Inquiry report on Quebec SAAQ cost‑overrun scandal set for Feb. 16 release

The findings could reshape governance expectations for Canada's public auto insurers and Crown corporations

Inquiry report on Quebec SAAQ cost‑overrun scandal set for Feb. 16 release

Insurance News

By Josh Recamara

The commissioner who oversaw the public inquiry into the $500 million cost‑overrun scandal at Quebec’s auto insurance board is scheduled to release his report publicly on Feb. 16, a document that is expected to be closely watched by insurers, brokers and policymakers across the country.

Judge Denis Gallant presided over 75 days of hearings in 2025 examining how costs ballooned as the auto insurance board launched a new digital platform intended to modernize core services.

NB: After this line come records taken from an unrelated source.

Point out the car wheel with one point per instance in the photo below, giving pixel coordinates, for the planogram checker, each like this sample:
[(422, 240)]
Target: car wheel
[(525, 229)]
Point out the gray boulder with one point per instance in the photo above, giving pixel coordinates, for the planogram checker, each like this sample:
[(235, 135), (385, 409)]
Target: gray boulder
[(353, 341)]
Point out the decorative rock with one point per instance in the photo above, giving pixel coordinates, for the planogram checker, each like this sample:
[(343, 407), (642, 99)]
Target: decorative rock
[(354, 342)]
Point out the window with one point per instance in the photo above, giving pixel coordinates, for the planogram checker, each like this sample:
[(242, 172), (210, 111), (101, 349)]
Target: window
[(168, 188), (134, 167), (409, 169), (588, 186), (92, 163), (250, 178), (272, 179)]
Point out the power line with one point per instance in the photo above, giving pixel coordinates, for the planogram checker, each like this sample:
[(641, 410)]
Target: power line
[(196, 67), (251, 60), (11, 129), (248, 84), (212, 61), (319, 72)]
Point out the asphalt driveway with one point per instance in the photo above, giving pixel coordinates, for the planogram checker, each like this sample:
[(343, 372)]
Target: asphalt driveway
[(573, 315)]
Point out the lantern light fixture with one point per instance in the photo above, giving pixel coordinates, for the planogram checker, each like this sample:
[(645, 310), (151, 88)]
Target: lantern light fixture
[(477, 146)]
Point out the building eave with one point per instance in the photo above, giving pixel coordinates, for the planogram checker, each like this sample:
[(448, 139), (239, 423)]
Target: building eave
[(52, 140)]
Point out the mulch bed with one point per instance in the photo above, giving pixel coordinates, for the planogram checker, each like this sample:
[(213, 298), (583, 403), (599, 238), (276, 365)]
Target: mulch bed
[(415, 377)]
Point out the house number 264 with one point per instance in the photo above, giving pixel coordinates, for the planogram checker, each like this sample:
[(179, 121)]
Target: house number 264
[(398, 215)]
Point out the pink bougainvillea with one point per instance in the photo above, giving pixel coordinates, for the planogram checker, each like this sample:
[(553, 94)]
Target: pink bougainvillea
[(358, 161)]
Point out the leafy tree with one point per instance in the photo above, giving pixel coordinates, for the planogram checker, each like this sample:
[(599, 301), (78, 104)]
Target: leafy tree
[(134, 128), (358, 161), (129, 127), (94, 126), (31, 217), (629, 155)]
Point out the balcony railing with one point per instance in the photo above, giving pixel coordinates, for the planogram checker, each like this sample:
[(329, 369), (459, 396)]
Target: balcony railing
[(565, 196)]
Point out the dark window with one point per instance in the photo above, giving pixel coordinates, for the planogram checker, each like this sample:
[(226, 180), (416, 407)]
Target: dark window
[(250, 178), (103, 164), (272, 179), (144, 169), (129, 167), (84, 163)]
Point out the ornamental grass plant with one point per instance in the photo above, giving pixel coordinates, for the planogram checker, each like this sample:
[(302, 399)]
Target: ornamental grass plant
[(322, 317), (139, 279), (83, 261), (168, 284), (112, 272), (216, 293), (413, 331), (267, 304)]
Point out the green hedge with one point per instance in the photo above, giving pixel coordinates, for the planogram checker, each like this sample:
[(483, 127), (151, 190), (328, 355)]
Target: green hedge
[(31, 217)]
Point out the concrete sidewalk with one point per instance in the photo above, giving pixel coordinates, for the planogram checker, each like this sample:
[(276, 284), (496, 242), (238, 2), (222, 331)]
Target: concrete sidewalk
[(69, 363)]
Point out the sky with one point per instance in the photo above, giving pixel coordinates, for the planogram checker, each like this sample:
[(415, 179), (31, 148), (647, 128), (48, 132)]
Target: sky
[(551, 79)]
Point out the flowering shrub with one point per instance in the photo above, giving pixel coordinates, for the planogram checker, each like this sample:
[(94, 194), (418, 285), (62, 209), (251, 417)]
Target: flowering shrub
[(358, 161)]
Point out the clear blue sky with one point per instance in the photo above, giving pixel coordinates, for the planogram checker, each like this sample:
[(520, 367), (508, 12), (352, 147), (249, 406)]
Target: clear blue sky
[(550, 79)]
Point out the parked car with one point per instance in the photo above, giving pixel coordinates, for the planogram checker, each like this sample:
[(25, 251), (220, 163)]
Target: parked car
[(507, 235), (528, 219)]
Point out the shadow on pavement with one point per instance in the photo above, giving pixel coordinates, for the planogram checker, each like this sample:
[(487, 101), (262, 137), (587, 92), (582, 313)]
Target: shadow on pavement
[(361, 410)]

Quebec’s auto insurance board, the Société de l’assurance automobile du Québec (SAAQ), administers the province’s public no‑fault bodily injury scheme as well as driver licensing, road tests and vehicle registration. That dual role means operational failures at the state‑run corporation affect both insurance and core mobility services: when systems go down or backlogs build up, Quebec drivers can face delays in taking road tests, renewing licenses or registering vehicles, while the public insurance program’s reputation comes under pressure.

The digital platform at the heart of the inquiry – widely known as SAAQclic – was designed to move more of those services online, including license renewals, appointment booking and vehicle transactions. Its 2023 rollout, however, triggered long lines at SAAQ branches and widespread service disruption, prompting criticism of the project’s planning, vendor oversight and change management, and raising broader questions about how major public‑sector IT initiatives are governed in Quebec.

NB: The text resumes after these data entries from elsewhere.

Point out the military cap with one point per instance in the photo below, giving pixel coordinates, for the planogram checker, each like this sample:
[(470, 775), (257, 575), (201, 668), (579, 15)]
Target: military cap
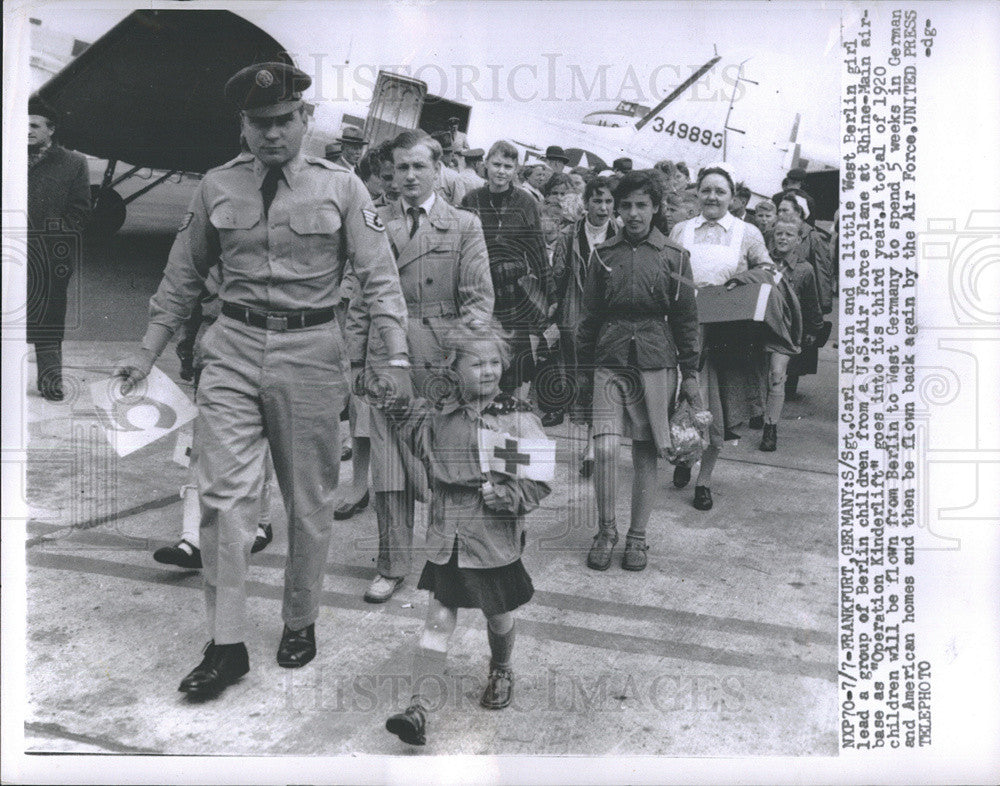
[(446, 140), (556, 153), (37, 106), (352, 135), (267, 89)]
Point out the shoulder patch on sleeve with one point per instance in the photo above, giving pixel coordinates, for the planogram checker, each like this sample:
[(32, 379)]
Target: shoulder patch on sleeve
[(372, 221)]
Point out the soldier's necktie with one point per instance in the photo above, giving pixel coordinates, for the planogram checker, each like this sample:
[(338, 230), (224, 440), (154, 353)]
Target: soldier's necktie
[(415, 215), (270, 186)]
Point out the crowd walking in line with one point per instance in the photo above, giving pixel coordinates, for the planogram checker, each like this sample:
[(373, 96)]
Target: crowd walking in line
[(441, 296)]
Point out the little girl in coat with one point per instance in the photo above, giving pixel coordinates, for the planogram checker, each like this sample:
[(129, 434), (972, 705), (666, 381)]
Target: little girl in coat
[(475, 532)]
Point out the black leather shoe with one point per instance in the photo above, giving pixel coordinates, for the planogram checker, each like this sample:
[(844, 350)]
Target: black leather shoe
[(261, 542), (182, 554), (297, 647), (410, 725), (702, 498), (599, 557), (347, 510), (499, 689), (222, 666), (550, 419)]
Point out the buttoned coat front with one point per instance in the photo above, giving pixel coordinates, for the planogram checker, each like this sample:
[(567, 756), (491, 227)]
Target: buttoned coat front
[(444, 274)]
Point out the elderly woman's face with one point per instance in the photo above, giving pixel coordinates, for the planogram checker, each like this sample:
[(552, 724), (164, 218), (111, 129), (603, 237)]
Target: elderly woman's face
[(715, 196)]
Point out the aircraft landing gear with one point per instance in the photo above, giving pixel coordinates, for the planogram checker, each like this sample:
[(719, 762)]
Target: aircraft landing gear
[(107, 213), (108, 206)]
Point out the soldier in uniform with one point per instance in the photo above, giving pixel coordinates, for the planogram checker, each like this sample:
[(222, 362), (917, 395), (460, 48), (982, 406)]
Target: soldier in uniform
[(58, 205), (444, 272), (281, 225), (352, 145), (449, 184)]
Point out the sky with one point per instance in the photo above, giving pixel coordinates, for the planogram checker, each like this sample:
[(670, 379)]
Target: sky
[(556, 59)]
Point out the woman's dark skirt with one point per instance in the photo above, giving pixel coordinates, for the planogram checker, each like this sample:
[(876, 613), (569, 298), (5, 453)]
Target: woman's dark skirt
[(494, 590)]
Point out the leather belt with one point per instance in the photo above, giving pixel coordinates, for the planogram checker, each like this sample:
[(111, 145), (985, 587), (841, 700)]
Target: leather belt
[(278, 320)]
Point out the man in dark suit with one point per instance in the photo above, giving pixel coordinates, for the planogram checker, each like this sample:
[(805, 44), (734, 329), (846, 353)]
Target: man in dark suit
[(444, 273), (58, 205)]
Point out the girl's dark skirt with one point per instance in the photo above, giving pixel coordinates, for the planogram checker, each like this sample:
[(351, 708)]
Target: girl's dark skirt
[(494, 590)]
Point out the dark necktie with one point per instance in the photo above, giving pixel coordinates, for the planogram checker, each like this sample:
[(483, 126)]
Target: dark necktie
[(415, 215), (270, 186)]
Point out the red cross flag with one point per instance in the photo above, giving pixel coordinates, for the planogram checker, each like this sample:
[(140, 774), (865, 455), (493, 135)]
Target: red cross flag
[(521, 457)]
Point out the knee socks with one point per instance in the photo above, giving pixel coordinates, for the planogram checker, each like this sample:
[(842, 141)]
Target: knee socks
[(500, 633)]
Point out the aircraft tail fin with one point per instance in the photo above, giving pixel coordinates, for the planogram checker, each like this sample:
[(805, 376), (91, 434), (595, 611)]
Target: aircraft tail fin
[(717, 114)]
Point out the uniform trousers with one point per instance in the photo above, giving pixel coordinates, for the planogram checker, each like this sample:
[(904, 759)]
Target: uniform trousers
[(284, 389)]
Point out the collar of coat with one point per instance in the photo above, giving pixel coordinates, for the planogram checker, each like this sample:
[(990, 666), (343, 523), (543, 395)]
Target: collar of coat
[(437, 217), (655, 239)]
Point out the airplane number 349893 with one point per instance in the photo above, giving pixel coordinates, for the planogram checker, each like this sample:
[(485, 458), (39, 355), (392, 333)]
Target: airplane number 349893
[(703, 136)]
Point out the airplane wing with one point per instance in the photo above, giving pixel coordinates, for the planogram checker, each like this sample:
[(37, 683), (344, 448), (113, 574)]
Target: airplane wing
[(150, 91)]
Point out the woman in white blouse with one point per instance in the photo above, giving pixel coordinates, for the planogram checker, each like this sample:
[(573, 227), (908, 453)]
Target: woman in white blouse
[(724, 250)]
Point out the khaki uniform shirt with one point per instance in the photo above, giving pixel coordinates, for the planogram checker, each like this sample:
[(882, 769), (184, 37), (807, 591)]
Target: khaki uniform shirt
[(292, 259)]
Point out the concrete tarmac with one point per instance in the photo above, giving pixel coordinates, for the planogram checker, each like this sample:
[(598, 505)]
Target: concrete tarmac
[(724, 645)]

Hearings probe cost overruns and accountability

More than 130 witnesses testified during the inquiry, including Premier François Legault, senior SAAQ executives, public‑sector officials, technology suppliers and union representatives. Legault told the inquiry he had been kept in the dark about the scale of the cost overruns and placed much of the blame on the leadership of the state‑run corporation.

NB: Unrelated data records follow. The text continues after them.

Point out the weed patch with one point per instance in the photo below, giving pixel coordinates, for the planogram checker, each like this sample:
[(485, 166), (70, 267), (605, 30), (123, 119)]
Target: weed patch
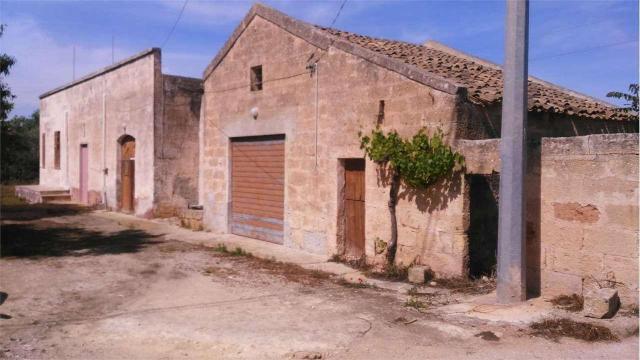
[(358, 285), (415, 303), (238, 251), (573, 302), (389, 272), (467, 286), (554, 329)]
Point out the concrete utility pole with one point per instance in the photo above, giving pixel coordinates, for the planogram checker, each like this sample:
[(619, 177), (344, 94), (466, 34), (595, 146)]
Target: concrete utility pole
[(511, 286)]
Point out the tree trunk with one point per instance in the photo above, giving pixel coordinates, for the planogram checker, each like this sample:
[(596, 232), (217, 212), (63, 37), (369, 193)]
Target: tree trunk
[(393, 201)]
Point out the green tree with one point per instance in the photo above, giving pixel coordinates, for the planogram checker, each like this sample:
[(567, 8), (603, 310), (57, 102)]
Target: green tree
[(631, 98), (6, 97), (418, 163), (19, 149)]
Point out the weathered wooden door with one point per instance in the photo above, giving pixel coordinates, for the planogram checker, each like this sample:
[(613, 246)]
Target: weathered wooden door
[(84, 174), (127, 174), (257, 188), (354, 207)]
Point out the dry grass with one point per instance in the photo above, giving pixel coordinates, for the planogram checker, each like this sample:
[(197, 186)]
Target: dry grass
[(554, 329), (573, 302), (238, 251), (467, 286), (389, 272), (415, 303), (358, 285)]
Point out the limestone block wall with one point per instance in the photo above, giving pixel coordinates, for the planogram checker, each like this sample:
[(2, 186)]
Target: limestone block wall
[(176, 140), (589, 214), (103, 106), (478, 122), (340, 99)]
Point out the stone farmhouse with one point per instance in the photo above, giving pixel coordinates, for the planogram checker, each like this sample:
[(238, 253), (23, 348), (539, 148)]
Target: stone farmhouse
[(280, 160), (273, 153), (118, 138)]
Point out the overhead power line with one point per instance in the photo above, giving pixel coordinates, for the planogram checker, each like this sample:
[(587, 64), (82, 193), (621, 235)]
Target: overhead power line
[(335, 18), (544, 57), (175, 24)]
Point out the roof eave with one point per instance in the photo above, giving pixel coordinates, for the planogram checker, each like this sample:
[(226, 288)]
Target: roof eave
[(102, 71), (323, 41)]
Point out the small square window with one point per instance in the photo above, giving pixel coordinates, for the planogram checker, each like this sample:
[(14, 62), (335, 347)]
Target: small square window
[(42, 150), (56, 150), (256, 78)]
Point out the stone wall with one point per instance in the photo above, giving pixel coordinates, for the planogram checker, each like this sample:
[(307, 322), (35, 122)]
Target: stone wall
[(478, 122), (582, 210), (176, 139), (589, 214), (103, 106), (340, 99)]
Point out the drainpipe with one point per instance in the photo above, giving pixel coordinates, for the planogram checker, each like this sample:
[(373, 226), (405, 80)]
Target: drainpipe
[(104, 150), (316, 139), (66, 152)]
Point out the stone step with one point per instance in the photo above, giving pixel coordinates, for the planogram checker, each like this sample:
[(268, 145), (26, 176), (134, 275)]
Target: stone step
[(54, 192), (46, 198)]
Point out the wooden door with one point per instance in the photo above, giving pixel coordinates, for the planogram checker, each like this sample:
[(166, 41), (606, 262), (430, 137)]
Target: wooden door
[(354, 207), (257, 188), (127, 173), (127, 181), (84, 174)]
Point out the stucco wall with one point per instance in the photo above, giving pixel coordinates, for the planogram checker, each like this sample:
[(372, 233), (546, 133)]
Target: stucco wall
[(483, 122), (589, 213), (582, 210), (121, 100), (431, 226), (176, 139)]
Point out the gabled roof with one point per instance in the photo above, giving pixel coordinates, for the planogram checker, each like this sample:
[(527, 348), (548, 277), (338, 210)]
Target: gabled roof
[(434, 65)]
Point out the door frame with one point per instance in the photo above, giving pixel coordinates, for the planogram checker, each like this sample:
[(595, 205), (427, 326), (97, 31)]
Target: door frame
[(83, 174), (125, 138), (341, 226)]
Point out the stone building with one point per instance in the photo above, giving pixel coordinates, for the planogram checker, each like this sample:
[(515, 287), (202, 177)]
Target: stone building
[(280, 160), (124, 137)]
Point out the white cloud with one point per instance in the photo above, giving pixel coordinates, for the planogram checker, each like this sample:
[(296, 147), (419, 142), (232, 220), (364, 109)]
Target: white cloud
[(43, 63), (207, 12)]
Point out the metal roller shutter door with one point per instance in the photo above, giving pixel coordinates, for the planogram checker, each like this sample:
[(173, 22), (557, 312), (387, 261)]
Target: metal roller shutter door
[(257, 194)]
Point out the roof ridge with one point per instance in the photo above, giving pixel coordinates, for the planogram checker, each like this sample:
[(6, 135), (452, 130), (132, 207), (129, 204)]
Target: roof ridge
[(323, 39), (436, 45), (101, 71)]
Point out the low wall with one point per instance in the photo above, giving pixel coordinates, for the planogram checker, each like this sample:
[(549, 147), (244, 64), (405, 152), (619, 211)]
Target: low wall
[(589, 214)]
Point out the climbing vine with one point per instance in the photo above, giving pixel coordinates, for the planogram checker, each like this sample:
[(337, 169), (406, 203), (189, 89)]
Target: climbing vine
[(418, 163)]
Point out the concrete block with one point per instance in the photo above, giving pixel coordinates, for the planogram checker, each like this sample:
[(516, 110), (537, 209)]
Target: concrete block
[(601, 303), (417, 274)]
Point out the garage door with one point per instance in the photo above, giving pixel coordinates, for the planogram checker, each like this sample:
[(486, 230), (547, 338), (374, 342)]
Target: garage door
[(257, 194)]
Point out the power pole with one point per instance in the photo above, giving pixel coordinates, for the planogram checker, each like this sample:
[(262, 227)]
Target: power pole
[(511, 283), (112, 49), (74, 62)]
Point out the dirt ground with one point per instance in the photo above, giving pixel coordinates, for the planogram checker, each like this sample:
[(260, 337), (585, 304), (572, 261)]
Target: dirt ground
[(83, 286)]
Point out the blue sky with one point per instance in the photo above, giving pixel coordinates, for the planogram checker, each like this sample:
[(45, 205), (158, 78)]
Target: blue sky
[(588, 46)]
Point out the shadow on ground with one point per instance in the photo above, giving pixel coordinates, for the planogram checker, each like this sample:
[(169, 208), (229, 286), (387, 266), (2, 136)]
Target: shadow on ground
[(48, 239), (26, 212), (14, 208)]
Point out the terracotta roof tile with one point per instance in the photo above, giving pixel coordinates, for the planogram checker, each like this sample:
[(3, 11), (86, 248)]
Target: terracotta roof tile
[(482, 79)]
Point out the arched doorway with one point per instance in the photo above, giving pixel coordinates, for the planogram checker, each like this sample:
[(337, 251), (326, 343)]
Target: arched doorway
[(127, 172)]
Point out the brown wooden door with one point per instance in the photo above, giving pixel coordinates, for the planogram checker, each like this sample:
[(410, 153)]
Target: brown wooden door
[(257, 188), (84, 174), (128, 175), (354, 207)]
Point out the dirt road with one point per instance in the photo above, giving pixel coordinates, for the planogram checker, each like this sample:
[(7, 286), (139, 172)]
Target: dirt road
[(83, 286)]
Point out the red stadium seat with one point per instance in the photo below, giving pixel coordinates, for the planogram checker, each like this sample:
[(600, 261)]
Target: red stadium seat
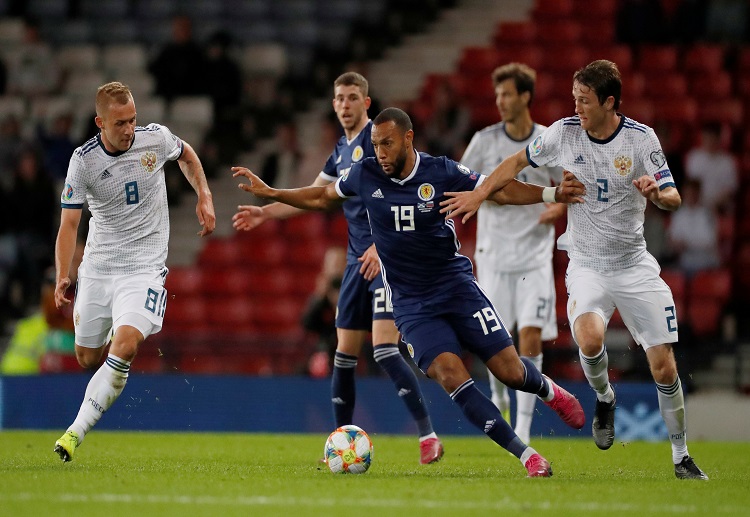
[(727, 111), (679, 110), (184, 281), (549, 111), (186, 314), (716, 86), (565, 58), (304, 226), (667, 85), (552, 9), (553, 32), (515, 33), (479, 61), (229, 281), (222, 252), (640, 110), (231, 315)]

The premier launched the inquiry after the auditor general revealed that the digital project was expected to cost taxpayers at least $1.1 billion by 2027, roughly $500 million more than originally planned. The auditor’s report followed the troubled 2023 rollout, which had already led to major delays and long lines at insurance board branches, where Quebecers take road tests, register vehicles and access other services.

What’s at stake for Quebec’s public–private auto model

For the insurance sector, Gallant’s report is expected to resonate beyond the immediate political fallout from a single project. SAAQ’s financial health and operational reliability underpin Quebec’s unique public auto model, which co‑exists with private insurers that write physical damage and other auto‑related coverages. Any recommendations on governance, transparency, risk management and major systems projects at SAAQ will be watched closely by insurers, brokers and reinsurers that rely on stable, predictable public‑sector partners in the province’s hybrid auto insurance framework.

Industry observers will also be looking for guidance on broader issues that surfaced during the hearings, including how large public digital transformations should be scoped and overseen, the role of boards and central government in monitoring risk and spend, and how lessons from SAAQclic might apply to other Crown corporations and public insurers across Canada.

In his closing statement at the end of the hearings, Gallant told Quebecers that “every stone” had been turned over during his investigation. The publication of his report on Feb. 16 will now test whether the inquiry’s findings and recommendations are seen as sufficient to restore confidence in SAAQ’s governance and to prevent similar cost overruns on future large‑scale public projects.